2.8. Evaluation of NF-κB Activity

NF-κB activity was measured in nuclear protein extracts (15 μg) by the TransAM TM NF-κB p65 protein assay (Active Motif, Carlsbad, CA, USA), an ELISA-based method designed to specifically detect and quantify NF-κB p65 binding. The assay was performed according to the manufacturer’s protocol and analyzed by measuring the absorbance at 450 nm using a µ-Quant plate-reader (Bio-Tek Instruments, Winooski, VT, USA).

2.9. Luciferase Assay

Cells were transiently transfected with reporter 12xGLI-luc and pGL4.32 [luc2P/NF-κB-RE/Hygro]. The 12xGLI-luc reporter contains twelve copies of an GLI-response element and was a gift from E. De Smaele, see [38] for details. The pGL4.32 [luc2P/NF-κB-RE/Hygro] was obtained from Promega (Cat N: E849A, Promega) contains five copies of an NF-κB response element (NF-κB-RE) that drives transcription of the luciferase reporter gene luc2. Transient transfections were carried out using Fugene (Cat N: E2312, Promega), following the manufacturer’s protocol. A Renilla luciferase expression plasmid, pRT-TK, was co-transfected as an internal control. Cells were collected 48 h after transfection.

A luciferase activity assay was performed using a dual-luciferase reporter assay system (Cat N: E1910, Promega) following the manufacturer’s protocol and normalized to Renilla luciferase activity. Relative promoter fold activation of the reporter plasmids was calculated as the ratio of relative luciferase activity values from each sample relative to the corresponding internal control. All experiments were performed in triplicate.

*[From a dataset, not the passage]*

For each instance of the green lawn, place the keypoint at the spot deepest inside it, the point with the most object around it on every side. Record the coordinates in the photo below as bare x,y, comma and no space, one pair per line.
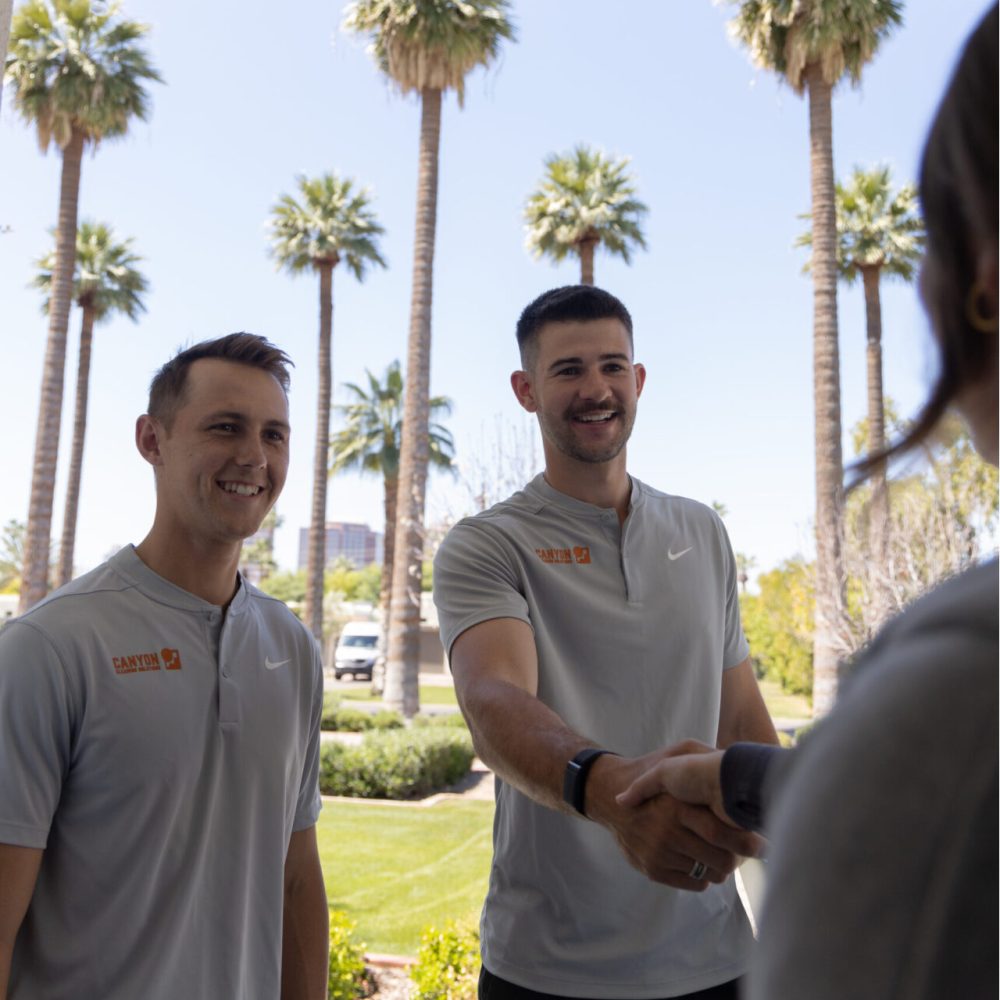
430,694
396,869
783,705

2.10. Analysis on TCGA Dataset

Expression and survival data for the analysis of The Cancer Genome Atlas (TCGA) Prostatic Cancer (PRAD) program were from the Pan-Cancer Atlas publication [39] and downloaded from the Genomic Data Common repository (https://gdc.cancer.gov/node/905/, accessed on 1 April 2022). Expression values from the same sample but from different vials/portions/analytes/aliquots were averaged. Analyses were restricted to patients who did not receive radiation therapy. The p65-SHh-GLI1 gene signature expression levels were performed considering the average of the z-score scaled expressions of the genes in the signature. For progression free interval (PFI) analysis, patients were stratified into two groups based on the signature expression levels, using 75th as the threshold. The curves were estimated using the Kaplan–Meier method, and the differences were tested with the log-rank test, using the survival package. p-values < 0.05 were considered statistically significant.

2.11. Synergism Analysis

Drug combination responses were calculated based on the Bliss model using SynergyFinder 2.0 [40]. Deviations between observed and expected responses with positive and negative values denote synergistic (>10), additive (from −10 to 10) and antagonistic (<−10) responses, respectively. For estimation of outlier measurements, the cNMF algorithm in SynergyFinder 2.0 was utilized [41].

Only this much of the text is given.